Cambon said loftily before the Belgians themselves: The Belgian war costs us hundreds of millions. Their ordinary revenues, and even some extraordinary taxes, will not answer to our reimbursements; and yet we have occasion for them. The mortgage of our assignats draws near its end. What must be done? Sell the Church property of Brabant. There is a mortgage of two thousand millions (eighty millions sterling). How shall we get possession of them? By an immediate union. Instantly they decreed this union. Men’s minds were not disposed to it. What does it signify? Let us make them vote by means of money. Without delay, therefore, they secretly order the Minister of Foreign Affairs to dispose of four or five hundred thousand livres (20,000_l._ sterling) to make the vagabonds of Brussels drunk, and to buy proselytes to the union in all the States. But even these means, it was said, will obtain but a weak minority in our favor. What does that signify? Revolutions, said they, are made only by minorities. It is the minority which has made the Revolution of France; it is a minority which, has made the people triumph.

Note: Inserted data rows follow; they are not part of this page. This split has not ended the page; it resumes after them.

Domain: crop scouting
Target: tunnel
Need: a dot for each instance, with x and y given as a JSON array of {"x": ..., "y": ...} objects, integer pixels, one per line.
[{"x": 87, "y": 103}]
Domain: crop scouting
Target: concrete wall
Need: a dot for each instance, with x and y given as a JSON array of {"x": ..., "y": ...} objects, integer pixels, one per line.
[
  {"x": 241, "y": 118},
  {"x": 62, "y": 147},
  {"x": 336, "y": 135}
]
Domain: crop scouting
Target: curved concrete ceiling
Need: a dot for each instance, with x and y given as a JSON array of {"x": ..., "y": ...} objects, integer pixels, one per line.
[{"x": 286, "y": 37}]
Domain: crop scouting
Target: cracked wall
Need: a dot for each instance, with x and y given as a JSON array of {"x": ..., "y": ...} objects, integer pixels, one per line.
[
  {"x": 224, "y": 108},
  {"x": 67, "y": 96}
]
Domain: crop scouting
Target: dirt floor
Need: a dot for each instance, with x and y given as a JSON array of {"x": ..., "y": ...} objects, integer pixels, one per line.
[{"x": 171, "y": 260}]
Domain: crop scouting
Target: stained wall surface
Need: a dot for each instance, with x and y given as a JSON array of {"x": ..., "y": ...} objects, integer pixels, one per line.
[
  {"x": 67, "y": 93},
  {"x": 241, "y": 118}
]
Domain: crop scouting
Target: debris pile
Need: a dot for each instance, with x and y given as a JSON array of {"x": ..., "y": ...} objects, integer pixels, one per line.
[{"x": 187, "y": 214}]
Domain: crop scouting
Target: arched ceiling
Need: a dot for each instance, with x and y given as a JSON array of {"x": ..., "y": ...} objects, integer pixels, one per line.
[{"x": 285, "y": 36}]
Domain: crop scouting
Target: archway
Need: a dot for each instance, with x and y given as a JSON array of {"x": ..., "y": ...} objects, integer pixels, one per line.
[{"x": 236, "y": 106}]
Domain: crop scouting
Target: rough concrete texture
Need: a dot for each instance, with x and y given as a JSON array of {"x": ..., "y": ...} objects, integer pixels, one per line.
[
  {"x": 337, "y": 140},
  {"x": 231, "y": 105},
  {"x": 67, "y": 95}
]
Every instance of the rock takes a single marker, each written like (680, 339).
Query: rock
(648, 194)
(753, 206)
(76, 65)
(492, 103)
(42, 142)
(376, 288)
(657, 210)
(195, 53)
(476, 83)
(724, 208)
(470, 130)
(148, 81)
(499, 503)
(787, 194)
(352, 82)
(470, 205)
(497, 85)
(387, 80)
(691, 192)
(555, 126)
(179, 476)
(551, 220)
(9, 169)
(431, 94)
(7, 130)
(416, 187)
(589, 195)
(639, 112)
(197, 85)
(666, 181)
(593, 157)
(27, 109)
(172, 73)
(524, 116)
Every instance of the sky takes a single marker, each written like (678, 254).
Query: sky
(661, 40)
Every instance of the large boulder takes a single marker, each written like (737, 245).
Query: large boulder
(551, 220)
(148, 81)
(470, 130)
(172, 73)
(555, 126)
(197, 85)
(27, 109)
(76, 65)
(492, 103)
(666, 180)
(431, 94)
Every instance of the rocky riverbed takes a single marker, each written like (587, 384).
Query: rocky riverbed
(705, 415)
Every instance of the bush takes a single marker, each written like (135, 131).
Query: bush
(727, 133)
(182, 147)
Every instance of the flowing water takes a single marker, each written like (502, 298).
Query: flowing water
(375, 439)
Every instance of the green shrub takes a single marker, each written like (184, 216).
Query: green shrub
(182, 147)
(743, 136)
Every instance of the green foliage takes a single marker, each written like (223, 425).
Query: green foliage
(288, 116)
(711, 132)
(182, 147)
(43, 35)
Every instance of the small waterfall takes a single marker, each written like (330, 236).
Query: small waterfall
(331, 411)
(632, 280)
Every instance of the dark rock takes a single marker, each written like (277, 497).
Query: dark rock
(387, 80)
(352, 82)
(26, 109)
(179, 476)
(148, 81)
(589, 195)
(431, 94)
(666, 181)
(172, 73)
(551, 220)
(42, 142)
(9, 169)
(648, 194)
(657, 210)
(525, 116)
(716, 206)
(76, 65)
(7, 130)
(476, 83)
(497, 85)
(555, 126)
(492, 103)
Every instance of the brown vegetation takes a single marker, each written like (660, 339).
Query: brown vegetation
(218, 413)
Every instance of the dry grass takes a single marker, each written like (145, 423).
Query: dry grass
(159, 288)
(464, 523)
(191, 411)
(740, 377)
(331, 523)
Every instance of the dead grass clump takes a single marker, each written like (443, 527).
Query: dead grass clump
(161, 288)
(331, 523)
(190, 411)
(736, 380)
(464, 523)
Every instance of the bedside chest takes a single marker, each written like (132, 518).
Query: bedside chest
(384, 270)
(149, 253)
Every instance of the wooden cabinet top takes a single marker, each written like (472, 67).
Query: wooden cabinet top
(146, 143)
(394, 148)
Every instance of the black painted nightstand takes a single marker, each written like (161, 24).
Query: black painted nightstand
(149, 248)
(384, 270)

The Belgic Provinces were not sufficient to satisfy the voracious cravings of this financial system. Cambon wanted to unite everything, that he might sell everything. Thus he forced the union of Savoy. In the war with Holland, he saw nothing but gold to seize on, and assignats to sell at par.[11] “Do not let us dissemble,” said he one day to the Committee of General Defence, in presence even of the patriot deputies of Holland, “you have no ecclesiastical goods to offer us for our indemnity. IT IS A REVOLUTION IN THEIR COUNTERS AND IRON CHESTS[12] that must be made amongst the DUTCH.” The word was said, and the bankers Abema and Van Staphorst understood it.
Do you think that that word has not been worth an army to the Stadtholder? that it has not cooled the ardor of the Dutch patriots? that it has not commanded the vigorous defence of Williamstadt?

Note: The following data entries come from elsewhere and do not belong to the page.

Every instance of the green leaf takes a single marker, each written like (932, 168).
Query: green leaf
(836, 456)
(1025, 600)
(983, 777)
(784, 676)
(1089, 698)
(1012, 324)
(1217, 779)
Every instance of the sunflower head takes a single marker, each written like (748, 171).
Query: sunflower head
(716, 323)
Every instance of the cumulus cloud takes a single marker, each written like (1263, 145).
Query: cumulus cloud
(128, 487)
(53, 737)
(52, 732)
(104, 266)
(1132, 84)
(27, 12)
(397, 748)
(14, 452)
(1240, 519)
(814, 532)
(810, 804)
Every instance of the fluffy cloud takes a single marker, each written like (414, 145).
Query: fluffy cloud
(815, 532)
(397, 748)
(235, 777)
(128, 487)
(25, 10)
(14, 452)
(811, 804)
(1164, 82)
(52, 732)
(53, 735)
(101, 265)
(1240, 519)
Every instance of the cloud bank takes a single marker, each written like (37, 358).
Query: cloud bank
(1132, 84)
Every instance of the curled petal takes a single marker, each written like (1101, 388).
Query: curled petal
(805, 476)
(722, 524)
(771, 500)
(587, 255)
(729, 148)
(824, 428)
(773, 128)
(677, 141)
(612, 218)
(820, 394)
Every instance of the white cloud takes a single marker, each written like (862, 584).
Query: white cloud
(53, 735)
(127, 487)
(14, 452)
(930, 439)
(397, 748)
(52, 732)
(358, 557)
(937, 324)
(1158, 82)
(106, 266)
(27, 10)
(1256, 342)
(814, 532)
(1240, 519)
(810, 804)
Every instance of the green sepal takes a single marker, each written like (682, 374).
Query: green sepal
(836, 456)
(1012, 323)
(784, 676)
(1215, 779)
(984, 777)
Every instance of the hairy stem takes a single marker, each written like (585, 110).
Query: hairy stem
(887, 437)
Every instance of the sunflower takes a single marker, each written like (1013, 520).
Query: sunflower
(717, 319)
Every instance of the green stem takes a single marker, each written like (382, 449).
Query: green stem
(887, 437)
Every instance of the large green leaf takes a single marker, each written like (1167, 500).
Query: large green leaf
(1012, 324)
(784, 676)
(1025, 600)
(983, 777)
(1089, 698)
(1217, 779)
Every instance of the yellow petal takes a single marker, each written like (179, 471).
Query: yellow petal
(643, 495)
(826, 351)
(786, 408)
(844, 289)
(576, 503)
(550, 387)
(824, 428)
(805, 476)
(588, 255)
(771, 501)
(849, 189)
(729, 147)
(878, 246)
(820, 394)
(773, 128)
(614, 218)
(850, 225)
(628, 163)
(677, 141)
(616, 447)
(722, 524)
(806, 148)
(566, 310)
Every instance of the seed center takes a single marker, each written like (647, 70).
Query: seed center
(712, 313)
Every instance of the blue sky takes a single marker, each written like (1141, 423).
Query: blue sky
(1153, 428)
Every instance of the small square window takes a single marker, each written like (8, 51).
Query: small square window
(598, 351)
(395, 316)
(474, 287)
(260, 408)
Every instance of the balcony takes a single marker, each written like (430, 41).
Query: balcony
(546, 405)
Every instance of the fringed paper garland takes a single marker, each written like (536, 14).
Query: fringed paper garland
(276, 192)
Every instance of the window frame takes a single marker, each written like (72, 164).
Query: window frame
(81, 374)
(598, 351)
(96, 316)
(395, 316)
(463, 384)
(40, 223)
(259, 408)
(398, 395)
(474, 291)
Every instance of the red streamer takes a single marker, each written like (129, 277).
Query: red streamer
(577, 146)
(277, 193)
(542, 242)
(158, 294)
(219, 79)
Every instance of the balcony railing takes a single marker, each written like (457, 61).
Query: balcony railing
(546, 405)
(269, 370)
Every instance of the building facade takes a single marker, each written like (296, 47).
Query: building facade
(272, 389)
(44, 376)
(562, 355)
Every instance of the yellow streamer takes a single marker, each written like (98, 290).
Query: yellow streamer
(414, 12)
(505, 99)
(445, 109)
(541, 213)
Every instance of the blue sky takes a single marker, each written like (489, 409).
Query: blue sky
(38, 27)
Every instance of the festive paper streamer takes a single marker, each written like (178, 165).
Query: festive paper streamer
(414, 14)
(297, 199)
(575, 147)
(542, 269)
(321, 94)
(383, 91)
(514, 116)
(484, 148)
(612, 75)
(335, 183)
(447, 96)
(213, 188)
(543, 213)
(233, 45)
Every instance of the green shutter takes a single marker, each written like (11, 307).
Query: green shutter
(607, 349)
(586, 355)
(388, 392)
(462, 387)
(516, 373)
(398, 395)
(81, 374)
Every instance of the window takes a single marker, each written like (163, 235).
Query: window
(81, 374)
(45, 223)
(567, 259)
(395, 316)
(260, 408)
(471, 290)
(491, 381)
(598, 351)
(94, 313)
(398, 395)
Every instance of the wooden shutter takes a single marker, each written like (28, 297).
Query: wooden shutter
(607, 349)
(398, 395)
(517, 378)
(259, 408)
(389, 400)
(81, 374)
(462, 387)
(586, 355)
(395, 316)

Do you believe that the patriots of Amsterdam, when they read the preparatory decree which gave France an execution on their goods,—do you believe that those patriots would not have liked better to have remained under the government of the Stadtholder, who took from them no more than a fixed portion of their property, than to pass under that of a revolutionary power, which would make a complete revolution in their bureaus and strong-boxes, and reduce them to wretchedness and rags?[13] Robbery and anarchy, instead of encouraging, will always stifle revolutions.

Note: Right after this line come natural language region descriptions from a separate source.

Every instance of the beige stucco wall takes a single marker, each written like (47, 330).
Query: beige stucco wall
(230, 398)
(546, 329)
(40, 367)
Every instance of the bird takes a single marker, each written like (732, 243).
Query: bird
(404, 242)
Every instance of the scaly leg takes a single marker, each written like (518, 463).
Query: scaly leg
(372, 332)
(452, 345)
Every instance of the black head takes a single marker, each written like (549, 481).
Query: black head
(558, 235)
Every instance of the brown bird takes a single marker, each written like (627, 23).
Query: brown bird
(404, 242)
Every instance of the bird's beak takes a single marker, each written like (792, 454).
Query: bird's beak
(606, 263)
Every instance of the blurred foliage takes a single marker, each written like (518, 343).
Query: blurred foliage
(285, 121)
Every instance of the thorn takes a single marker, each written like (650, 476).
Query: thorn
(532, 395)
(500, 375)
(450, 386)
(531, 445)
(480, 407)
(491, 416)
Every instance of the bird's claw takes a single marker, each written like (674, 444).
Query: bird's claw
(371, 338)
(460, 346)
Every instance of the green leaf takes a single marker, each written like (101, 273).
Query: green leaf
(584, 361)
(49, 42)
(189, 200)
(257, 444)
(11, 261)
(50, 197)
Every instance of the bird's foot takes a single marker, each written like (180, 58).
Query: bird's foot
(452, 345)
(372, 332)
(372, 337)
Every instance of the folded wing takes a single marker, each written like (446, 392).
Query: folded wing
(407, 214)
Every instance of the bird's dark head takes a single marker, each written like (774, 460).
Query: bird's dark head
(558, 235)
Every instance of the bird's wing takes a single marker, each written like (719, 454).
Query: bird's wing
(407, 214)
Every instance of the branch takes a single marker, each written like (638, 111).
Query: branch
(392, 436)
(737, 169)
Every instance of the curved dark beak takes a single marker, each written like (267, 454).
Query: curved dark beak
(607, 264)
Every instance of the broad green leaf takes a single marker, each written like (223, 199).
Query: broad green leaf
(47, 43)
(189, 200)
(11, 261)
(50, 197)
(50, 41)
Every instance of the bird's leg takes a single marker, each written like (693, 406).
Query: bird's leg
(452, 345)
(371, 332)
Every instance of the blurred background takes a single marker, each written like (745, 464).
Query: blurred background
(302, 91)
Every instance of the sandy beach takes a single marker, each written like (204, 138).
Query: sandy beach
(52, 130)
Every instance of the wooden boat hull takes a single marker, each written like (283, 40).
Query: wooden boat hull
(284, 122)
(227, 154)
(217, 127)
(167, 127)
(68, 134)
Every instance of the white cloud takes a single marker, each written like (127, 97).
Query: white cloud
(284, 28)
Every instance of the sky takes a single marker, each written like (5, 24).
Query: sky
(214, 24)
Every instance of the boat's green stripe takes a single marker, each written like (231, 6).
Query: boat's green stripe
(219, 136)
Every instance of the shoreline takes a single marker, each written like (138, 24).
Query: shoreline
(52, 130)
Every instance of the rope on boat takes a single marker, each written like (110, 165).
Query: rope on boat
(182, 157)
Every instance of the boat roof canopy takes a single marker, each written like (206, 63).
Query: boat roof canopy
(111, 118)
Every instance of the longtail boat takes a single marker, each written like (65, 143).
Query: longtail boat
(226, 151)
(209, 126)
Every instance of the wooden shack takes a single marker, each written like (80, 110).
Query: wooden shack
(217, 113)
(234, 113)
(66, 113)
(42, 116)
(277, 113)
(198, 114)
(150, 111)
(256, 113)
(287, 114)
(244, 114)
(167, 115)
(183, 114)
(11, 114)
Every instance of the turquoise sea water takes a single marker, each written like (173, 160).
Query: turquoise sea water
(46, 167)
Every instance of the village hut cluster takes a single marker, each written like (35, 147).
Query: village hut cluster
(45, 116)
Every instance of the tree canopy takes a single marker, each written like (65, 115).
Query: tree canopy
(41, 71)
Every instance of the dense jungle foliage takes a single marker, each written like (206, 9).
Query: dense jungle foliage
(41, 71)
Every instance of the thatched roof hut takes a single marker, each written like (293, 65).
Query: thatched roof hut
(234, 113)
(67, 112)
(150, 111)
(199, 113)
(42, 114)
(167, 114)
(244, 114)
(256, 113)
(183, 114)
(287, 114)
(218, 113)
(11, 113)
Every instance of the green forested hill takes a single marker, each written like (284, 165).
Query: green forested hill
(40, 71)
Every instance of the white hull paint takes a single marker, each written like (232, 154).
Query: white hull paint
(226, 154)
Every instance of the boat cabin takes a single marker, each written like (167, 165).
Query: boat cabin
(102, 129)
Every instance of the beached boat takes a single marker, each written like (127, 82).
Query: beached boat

“But why,” they object to me, “have not you and your friends chosen to expose these measures in the rostrum of the National Convention? Why have you not opposed yourself to all these fatal projects of union?”
There are two answers to make here,—one general, one particular.
You complain of the silence of honest men! You quite forget, then, honest men are the objects of your suspicion. Suspicion, if it does not stain the soul of a courageous man, at least arrests his thoughts in their passage to his lips. The suspicions of a good citizen freeze those men whom the calumny of the wicked could not stop in their progress.